This post is a part of Nicole Carman’s mental health-related holiday post series, “Taking Care of your Mental Health during the Holiday Season.” It was written and contributed to this post series by Jeremy Emery, who is a mental health advocate I have gotten to know on Twitter.
To see the post line-up for the previous and remaining posts in this series, please visit this page on Nicole’s blog, Navigating Darkness. If you enjoy this post, please comment and consider sharing it on social media!
What can I say about Christmas that you don’t already know? The cheesy Christmas specials, food, and of course family traditions. But those of us who have a mental health diagnosis see this time of year differently.
Financial stress. Situational and environmental triggers. Anxiety and depression. This is the time of the year when the suicide rate rises. While others see hope, we see our own darkness.

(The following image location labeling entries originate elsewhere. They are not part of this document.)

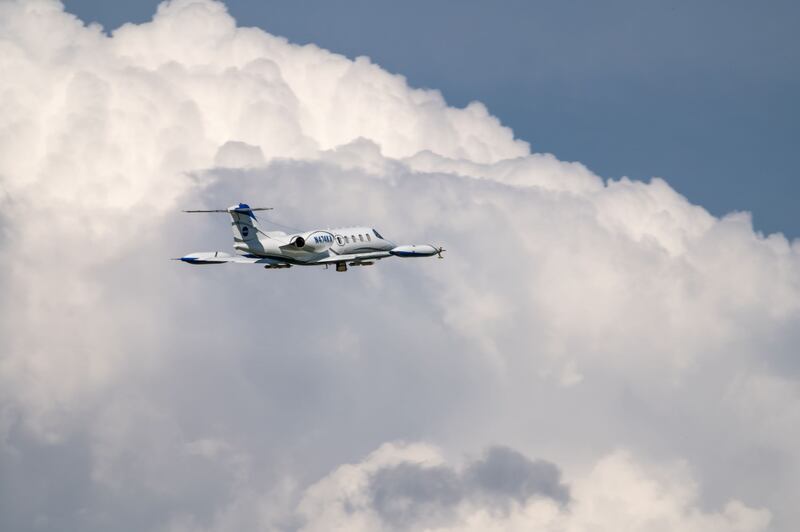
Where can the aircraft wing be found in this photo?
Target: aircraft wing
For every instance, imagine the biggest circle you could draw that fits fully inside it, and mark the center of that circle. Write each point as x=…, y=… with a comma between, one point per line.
x=354, y=257
x=219, y=257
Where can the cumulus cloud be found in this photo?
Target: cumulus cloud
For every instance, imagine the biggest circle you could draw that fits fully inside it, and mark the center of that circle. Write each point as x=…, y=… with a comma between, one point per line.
x=641, y=349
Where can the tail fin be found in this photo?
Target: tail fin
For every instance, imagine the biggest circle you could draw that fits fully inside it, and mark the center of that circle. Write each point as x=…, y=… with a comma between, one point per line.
x=244, y=225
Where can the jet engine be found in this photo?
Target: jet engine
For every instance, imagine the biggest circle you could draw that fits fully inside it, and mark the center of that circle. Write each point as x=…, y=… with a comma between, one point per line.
x=312, y=242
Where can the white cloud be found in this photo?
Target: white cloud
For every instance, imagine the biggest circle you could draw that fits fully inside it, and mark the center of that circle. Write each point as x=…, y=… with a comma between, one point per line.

But how do we cope with the myriad of emotions that flood our minds? It isn’t easy. For most of us, we want to isolate ourselves. We’re obligated to join in. So we mask our pain. There isn’t an easy fix to what we go through. But there’s always hope.
With Christmas just a few weeks away, our stress level goes through the roof. I know that everyone is different, but this advice that I’m about to give you has helped me through tough times.

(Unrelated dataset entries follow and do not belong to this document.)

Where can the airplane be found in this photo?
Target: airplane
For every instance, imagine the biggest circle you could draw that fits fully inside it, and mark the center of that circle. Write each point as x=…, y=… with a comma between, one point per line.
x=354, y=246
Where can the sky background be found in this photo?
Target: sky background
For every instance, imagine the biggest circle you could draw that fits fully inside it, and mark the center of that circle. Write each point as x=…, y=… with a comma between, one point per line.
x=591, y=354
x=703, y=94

Preventive steps are always best.
I know how hard it is to turn to loved ones when it comes to our emotions. Family can be a great support system, even if it doesn’t look like it. Always remember that your family does love you. Turning to a special confidant in the family can and will save your life.
Other than family, what are other ways of coping? For me, distraction helps a lot.

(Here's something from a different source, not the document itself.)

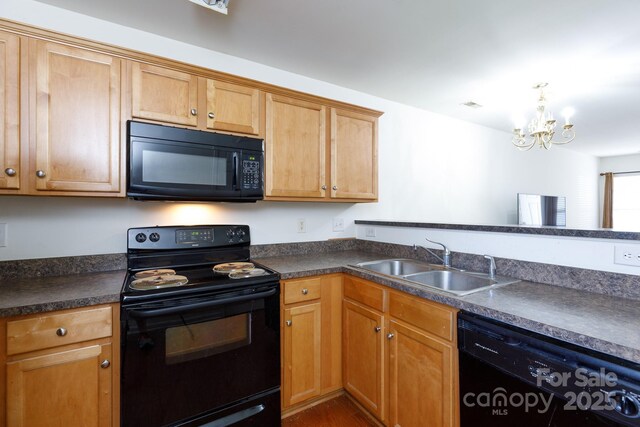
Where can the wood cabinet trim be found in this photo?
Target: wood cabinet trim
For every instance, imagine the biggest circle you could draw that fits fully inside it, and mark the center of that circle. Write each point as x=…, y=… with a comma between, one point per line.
x=40, y=33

Find something that you enjoy doing and do it.
Try to do something that you enjoy each day leading up to Christmas. Surprise yourself. Aromatherapy also helps. I’m not guaranteeing that it will help you, but it’s worth a try. Surround yourself with your favorite scents. The smell of apple pie, the ocean waves, and lavender can change your mood for the better any time of the day.
Try to look forward to Christmas. Picture yourself as a child. Try to guess what you may be getting. Just be sure to set your expectations accordingly. Never forget that it’s okay to not be okay. What you’re feeling is natural. Your emotions are your own and it’s okay to feel the way you are.
And lastly, never forget that you are not alone. There’s always someone who knows what you’re going through. Never hesitate to call out for help because someone will hear you.
Best wishes and Merry Christmas from me to you. Thank you for your time and interest in reading this post. God bless you all.